I was doing a bit of grinding the other day. I had my eye and breathing protection on, but didn't think about protection for my cell. The cell was in my shirt pocket and evidently a quantity of iron fillings also ended up on my cell. It seems that the small speaker collected them. The speaker now just produces unintelligible noise. Luckily the loud speaker works, at least until my next grinding procedure.
 I learned on the first phone that compressed air is not a good solution 8^(
The filings are so small I can't see them, so tweezers aren't an option.
Since this is the second phone I have ruined with filings, I was wondering if anyone has a method of removing them?

TIA
Randy


----------



## darkzero

I had the same thing happen to my previous cell phone. I had fine chips get stuck on the earpiece grill. Like an idiot I blew them off with air. Well some of the steel blew past the grill & got stuck on the earpiece speaker & there was an annoying rattle everytime I was on a phone call.

lucky for me a replacement speaker was only $2. When I disassembled it & got to the earpiece speaker I saw the chips sitting on the speaker. I probably could have wiped them off at that point & it might have been fine but since I had it open & a replacment speaker I just replaced it.

Lesson learned, the next times I saw chips on the grill, I just wiped them off with a cloth. Never happened to me again & has never happened with my current phone.


----------



## great white

If you can get to the speaker by removing its cover, I've had success removing filings from speaker magnets and such with a bit of masking tape.

Doesn't take much, just lightly touch the tape to the cone and filings should stick to it.

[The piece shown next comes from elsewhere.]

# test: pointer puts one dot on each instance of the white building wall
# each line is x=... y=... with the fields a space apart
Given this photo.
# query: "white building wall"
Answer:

Be careful with cell phone "speakers", they're usually a pretty thin membrane.

Maybe consider putting your phone on the shelf next time or perhaps investing in a " life proof" style case?


----------



## silence dogood

As an experiment, I put my phone in a zip lock plastic bag.  I can still press the buttons and talk on it.  Mine is one of those that opens and closes, so I have to leave it open.  However,  that does not seem to make any difference since it will shut itself off after use.  Just an idea when you take it down to the shop.  Mark


----------



## Terrywerm

I leave my phone on the computer desk when I am at home, so it doesn't come to the shop with me and get exposed to "cell phone kryptonite". I've had the same phone for over four years now and it is still going strong. I suppose I should consider getting a new one pretty soon.


----------



## Dawner

randyjaco said:


> I was doing a bit of grinding the other day. I had my eye and breathing protection on, but didn't think about protection for my cell. The cell was in my shirt pocket and evidently a quantity of iron fillings also ended up on my cell. It seems that the small speaker collected them. The speaker now just produces unintelligible noise. Luckily the loud speaker works, at least until my next grinding procedure.
> I learned on the first phone that compressed air is not a good solution 8^(
> The filings are so small I can't see them, so tweezers aren't an option.
> Since this is the second phone I have ruined with filings, I was wondering if anyone has a method of removing them?
> 
> TIA
> Randy


Have you tried a very strong magnet in steed of air ?  Sounds like the iron filings are attracted to the speaker magnet.  As for aluminium. that shouldn't  be a problem but if it is can't help you on that one.


----------



## jasnooks

X3 on the magnet. I've been doing it for years. Probably won't help now if the chips were blown deep into the phone though.


----------



## GK1918

In the key of F#   take that phone and shove it  bah bah bah I don't want it no more       LOL   
seriously  my big problem is a ration of calls all day all night from timbuckto.   Is there anyway
to block these calls?  I dont know anybody from these places... to sleep I take phone off the hook.
then get up I got atleast 20 missed calls over nite.    geezzz


----------



## darkzero

GK1918 said:


> In the key of F#   take that phone and shove it  bah bah bah I don't want it no more       LOL
> seriously  my big problem is a ration of calls all day all night from timbuckto.   Is there anyway
> to block these calls?  I dont know anybody from these places... to sleep I take phone off the hook.
> then get up I got atleast 20 missed calls over nite.    geezzz


Depends on who the calls are from but this worked for my cell phone, also registered my home phone # too years ago. My Android phone also has a black list feature for calls & texts.

https://www.donotcall.gov/


----------



## jim18655

Won't help now but drop the phone in a zip-lock bag before you go to the shop. Also works good for calculators in the shop


----------



## Uglydog

I've lost track of how many times my Fire Chief has had my fire pager reguilt due to filings.
The plastic bag is a good idea.

Daryl
MN


----------



## randyjaco

Thanks guys, I tried the magnet and the tape.  Neither solved the problem. I am due a new phone next month.
Randy


----------